Результат не заставил себя ждать. Шарм Эдуарда — часто неотразимый — это обаяние мужчин слабых и бесхарактерных. Едва выйдя из отрочества, он оказался женат. Мария-Барбара разродилась вскоре после свадебного путешествия. С тех пор она не знала передышки. Послеродовый период так быстро сменялся у нее дородовым, что можно было подумать, что она беременеет от вольного ветра. Я редко видел ее, и всегда — только в шезлонге. Прекрасна, о как прекрасна! Величественна, как стихия плодородия во всем ее невозмутимом величии. Мягкое, щедрое чрево, полное плодотворного брожения соков, всегда в окружении кучи детей, как римская волчица. Словно срок созревания казался ей все же слишком долог, она родила близнецов. До чего она так может дойти?
Я продолжал изредка встречаться с Эдуардом в Париже. Поводом для встреч, не лишенных приятности, но которых по отдельности не стали бы искать ни он, ни я, — была матушка. Я видел, как усталость, затем болезнь подтачивают его великолепную натуру. Между его уныло-монотонной семейной жизнью и службой в «Звенящих камнях» и отлучками, а потом и все более продолжительными загулами в Париже, его стать скукожилась, гонор выветрился, а по-детски пухлые щеки расползлись болезненными брылями. Его жизнь делилась на бретонскую скуку и парижскую усталость, их источниками были слишком материнская Мария-Барбара и чересчур светская Флоранс, его любовница. Я узнал, что он страдает диабетом. Его плоть погрузнела, затем повисла кожно-складчатым покровом на скелете, оказавшемся слишком узким.
На самом деле, ему есть от чего стать пессимистом. Вот человек — красивый, щедрый, привлекательный, трудолюбивый, человек в полном согласии со своим временем и окружением, человек, всегда принимавший все искренне, от всего сердца: и семью, и удовольствия каждого человека, и неизменные горести общей судьбы. Его великой силой всегда была любовь. Он любил женщин, хорошую кухню, вина, блестящее общество, но так же верно — свою жену, своих детей, Звенящие Камни, и еще вернее — Бретань, Францию.
По справедливости, ему положена была жизнь по восходящей, триумфальный путь, усеянный радостями и почестями, до финального апофеоза. А вместо того он угасает, киснет, желтеет… Наверняка у него будет жалкий конец.

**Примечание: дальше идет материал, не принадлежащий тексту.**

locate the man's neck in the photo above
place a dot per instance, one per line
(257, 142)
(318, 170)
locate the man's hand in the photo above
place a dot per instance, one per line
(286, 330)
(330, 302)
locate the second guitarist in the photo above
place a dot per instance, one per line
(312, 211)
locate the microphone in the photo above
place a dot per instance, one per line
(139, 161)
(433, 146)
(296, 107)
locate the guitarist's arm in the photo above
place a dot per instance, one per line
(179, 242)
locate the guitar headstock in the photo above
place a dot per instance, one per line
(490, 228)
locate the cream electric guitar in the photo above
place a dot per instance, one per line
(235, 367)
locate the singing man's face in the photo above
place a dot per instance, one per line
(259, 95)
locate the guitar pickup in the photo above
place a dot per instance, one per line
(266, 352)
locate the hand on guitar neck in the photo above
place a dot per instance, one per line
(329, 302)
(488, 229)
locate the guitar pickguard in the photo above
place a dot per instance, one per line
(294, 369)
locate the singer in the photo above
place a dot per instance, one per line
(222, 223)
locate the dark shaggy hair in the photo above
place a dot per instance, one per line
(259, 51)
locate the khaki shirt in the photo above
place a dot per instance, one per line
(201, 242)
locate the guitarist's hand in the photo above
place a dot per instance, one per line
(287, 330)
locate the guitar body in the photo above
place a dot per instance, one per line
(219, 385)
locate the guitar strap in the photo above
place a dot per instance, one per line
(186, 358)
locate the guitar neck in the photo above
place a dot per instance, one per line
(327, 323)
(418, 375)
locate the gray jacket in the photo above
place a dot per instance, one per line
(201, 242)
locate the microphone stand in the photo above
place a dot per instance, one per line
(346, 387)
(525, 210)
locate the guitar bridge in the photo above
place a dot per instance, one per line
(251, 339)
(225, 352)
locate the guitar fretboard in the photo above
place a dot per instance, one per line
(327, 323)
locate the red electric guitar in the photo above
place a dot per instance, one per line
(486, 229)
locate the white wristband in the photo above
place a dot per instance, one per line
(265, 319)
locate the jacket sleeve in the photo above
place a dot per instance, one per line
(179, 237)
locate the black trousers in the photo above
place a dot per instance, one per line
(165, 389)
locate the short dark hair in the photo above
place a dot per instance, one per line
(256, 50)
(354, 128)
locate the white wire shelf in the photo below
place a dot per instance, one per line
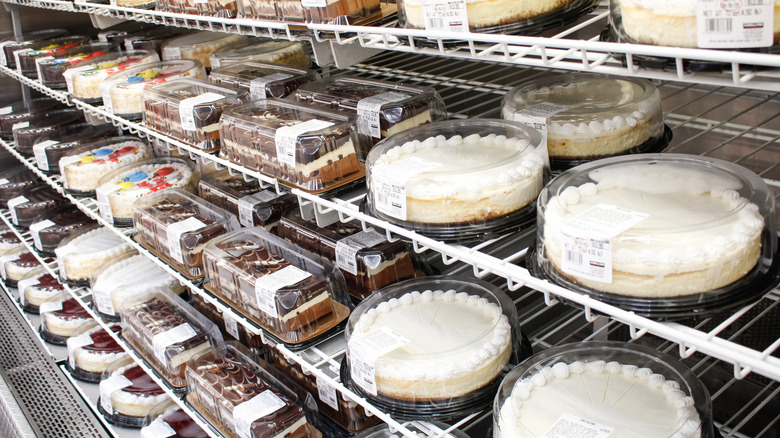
(575, 47)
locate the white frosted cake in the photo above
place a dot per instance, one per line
(465, 179)
(668, 22)
(630, 401)
(694, 232)
(458, 343)
(82, 255)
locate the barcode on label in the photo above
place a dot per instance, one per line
(719, 25)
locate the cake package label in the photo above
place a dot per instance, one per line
(12, 207)
(257, 85)
(39, 150)
(267, 285)
(389, 188)
(187, 109)
(586, 250)
(369, 111)
(35, 232)
(445, 15)
(365, 350)
(725, 24)
(174, 233)
(176, 335)
(569, 426)
(246, 205)
(108, 387)
(286, 138)
(348, 247)
(102, 194)
(74, 343)
(260, 406)
(326, 391)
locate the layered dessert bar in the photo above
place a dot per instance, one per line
(20, 112)
(290, 292)
(83, 167)
(366, 259)
(80, 255)
(122, 92)
(118, 190)
(32, 203)
(176, 225)
(291, 54)
(189, 110)
(27, 133)
(307, 147)
(49, 148)
(49, 231)
(116, 280)
(50, 71)
(382, 108)
(27, 59)
(167, 332)
(251, 204)
(91, 352)
(83, 79)
(261, 79)
(241, 399)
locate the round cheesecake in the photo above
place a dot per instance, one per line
(457, 343)
(632, 401)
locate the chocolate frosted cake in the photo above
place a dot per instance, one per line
(366, 259)
(291, 293)
(310, 148)
(241, 399)
(177, 225)
(167, 331)
(246, 200)
(27, 133)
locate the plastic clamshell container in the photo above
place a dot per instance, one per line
(338, 12)
(456, 178)
(118, 190)
(240, 398)
(697, 232)
(199, 46)
(262, 80)
(189, 110)
(117, 279)
(383, 108)
(176, 225)
(128, 394)
(27, 59)
(251, 204)
(50, 71)
(291, 293)
(122, 92)
(594, 116)
(51, 228)
(452, 337)
(24, 41)
(16, 180)
(167, 331)
(83, 78)
(288, 53)
(306, 147)
(27, 133)
(366, 259)
(33, 202)
(49, 148)
(21, 112)
(84, 166)
(555, 383)
(344, 412)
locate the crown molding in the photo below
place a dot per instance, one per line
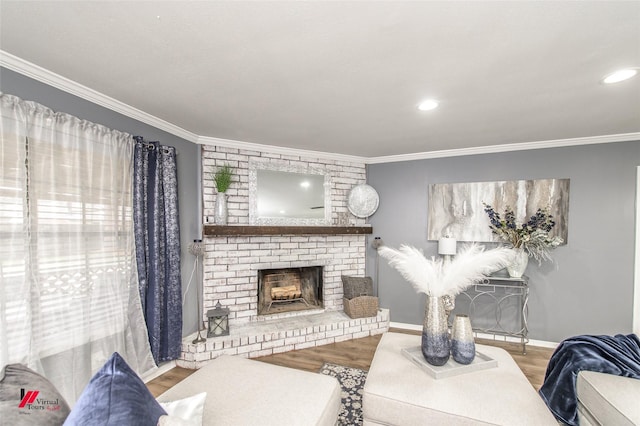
(492, 149)
(229, 143)
(43, 75)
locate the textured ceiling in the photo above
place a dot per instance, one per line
(345, 77)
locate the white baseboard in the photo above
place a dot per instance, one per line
(510, 339)
(159, 371)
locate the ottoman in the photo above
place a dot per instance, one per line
(245, 392)
(398, 392)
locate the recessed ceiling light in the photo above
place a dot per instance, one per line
(620, 75)
(428, 105)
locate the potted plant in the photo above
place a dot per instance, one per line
(222, 178)
(532, 238)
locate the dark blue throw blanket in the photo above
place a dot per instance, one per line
(619, 355)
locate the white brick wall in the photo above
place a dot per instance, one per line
(231, 267)
(231, 264)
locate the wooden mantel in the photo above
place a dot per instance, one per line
(237, 230)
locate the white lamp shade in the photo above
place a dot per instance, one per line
(447, 246)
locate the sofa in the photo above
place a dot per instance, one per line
(229, 390)
(246, 392)
(606, 399)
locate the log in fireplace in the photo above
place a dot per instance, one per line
(289, 289)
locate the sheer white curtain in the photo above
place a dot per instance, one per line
(68, 282)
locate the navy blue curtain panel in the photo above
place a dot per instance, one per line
(157, 237)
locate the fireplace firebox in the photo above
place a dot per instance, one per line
(289, 289)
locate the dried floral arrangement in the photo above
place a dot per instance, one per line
(532, 236)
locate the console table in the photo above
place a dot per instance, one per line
(497, 306)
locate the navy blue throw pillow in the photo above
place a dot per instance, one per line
(115, 396)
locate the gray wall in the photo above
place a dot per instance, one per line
(189, 160)
(589, 289)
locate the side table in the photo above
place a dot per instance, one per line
(497, 306)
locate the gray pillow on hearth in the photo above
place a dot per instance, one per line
(27, 398)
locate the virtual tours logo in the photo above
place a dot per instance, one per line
(29, 401)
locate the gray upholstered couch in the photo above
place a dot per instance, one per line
(605, 399)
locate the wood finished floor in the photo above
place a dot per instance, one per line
(358, 353)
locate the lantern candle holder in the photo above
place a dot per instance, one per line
(218, 321)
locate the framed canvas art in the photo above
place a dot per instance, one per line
(456, 209)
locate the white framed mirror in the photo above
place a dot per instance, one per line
(288, 194)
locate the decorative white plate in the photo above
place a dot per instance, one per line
(363, 200)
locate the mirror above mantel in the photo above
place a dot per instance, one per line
(287, 194)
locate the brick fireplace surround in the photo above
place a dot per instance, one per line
(231, 265)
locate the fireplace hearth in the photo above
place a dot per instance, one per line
(289, 289)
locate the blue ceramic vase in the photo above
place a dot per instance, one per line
(436, 345)
(463, 347)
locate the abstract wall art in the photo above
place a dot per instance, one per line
(456, 209)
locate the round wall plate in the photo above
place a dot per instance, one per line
(363, 200)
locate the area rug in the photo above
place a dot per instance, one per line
(352, 383)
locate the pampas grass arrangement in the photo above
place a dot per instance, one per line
(437, 277)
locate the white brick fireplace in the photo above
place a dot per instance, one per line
(232, 263)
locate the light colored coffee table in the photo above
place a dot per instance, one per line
(398, 392)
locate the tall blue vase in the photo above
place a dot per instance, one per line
(463, 347)
(436, 345)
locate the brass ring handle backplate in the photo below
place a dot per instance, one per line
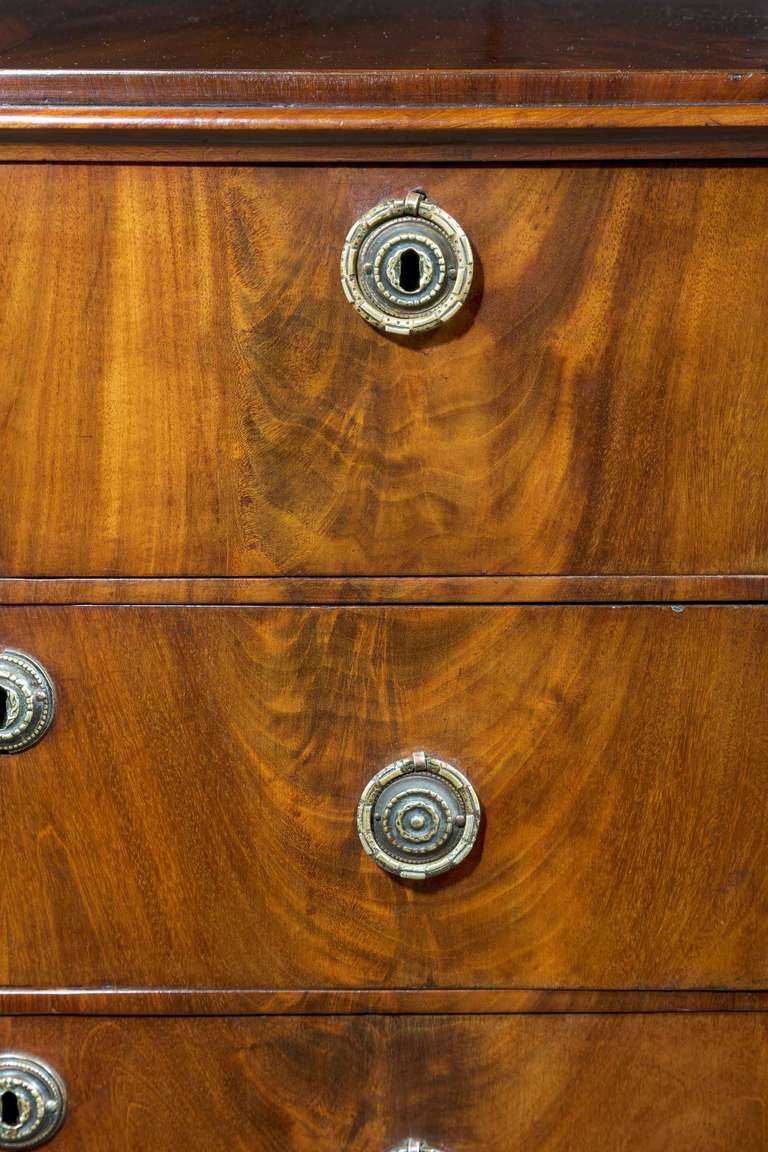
(407, 265)
(415, 1146)
(32, 1101)
(418, 817)
(27, 700)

Тогда как я, вначале принужденный принимать людей и вещи попросту задом наперед, вечно двигающийся против направления вращения земли, построил себе мир, может, и безумный, но цельный, и что важнее — похожий на меня, точно как некоторые моллюски формируют вокруг своего тела двурогую, но точно подходящую по мерке раковину. Я больше не строю иллюзий насчет крепости и равновесия моей конструкции. Приговор мне вынесен, но не приведен в исполнение. Однако замечаю, что брат мой, съевший свой хлеб на корню еще тогда, когда я был мал, уродлив и несчастлив, должно быть, завидует теперь моему цветущему здоровью и радостному вкусу к жизни.
Это доказывает, что счастье должно включать в правильном соотношении данное и созданное. Счастье Эдуарда было ему почти полностью дано в колыбели. Это было безупречное и очень удобное готовое платье, при его стандартном росте сидевшее на нем, как перчатка. Потом с годами оно истерлось, обветшало, расползлось лохмотьями, и Эдуард бессильно и с горечью присутствует при этом крахе.
В моем случае — противоположная крайность. Все во мне умело выстроено, доля случая и везения сведена к правильной пропорции. Строение хрупко. Чуть более сильный нажим среды, и чересчур изысканная ракушка разлетится на куски. Тогда я, по крайней мере, сумею соорудить себе другую. Было бы время и силы. И главное, достало бы желания…
При возвращении в Ренн ноги неизменно сами приводят меня к колледжу «Фавор», одной стороной примыкающему к одноименному саду, разбитому в стенах бывшего аббатства бенедиктинцев Святой Мелены. Фавор! Таинственное имя, окруженное магическим ореолом, святое имя, в котором есть и золото, и скиния! Все отроческое вздрагивает и просыпается во мне при этом звуке… Но при тех обетах экстаза и преображения, которые в нем заключены, я был единственным из трех юных Сюренов, на кого снизошла в этих древних стенах благодать Святого Духа.
С болью и не без тоски представляю себе годы, проведенные в колледже каким-нибудь гетеросексуалом. Он погружен телом и душой в сексуально пресную, лишенную для него цвета и запаха человеческую среду, и какого же, должно быть, уныния полны его дни и ночи! Но, в общем-то, не есть ли это верная подготовка к тому, что уготовано ему жизнью?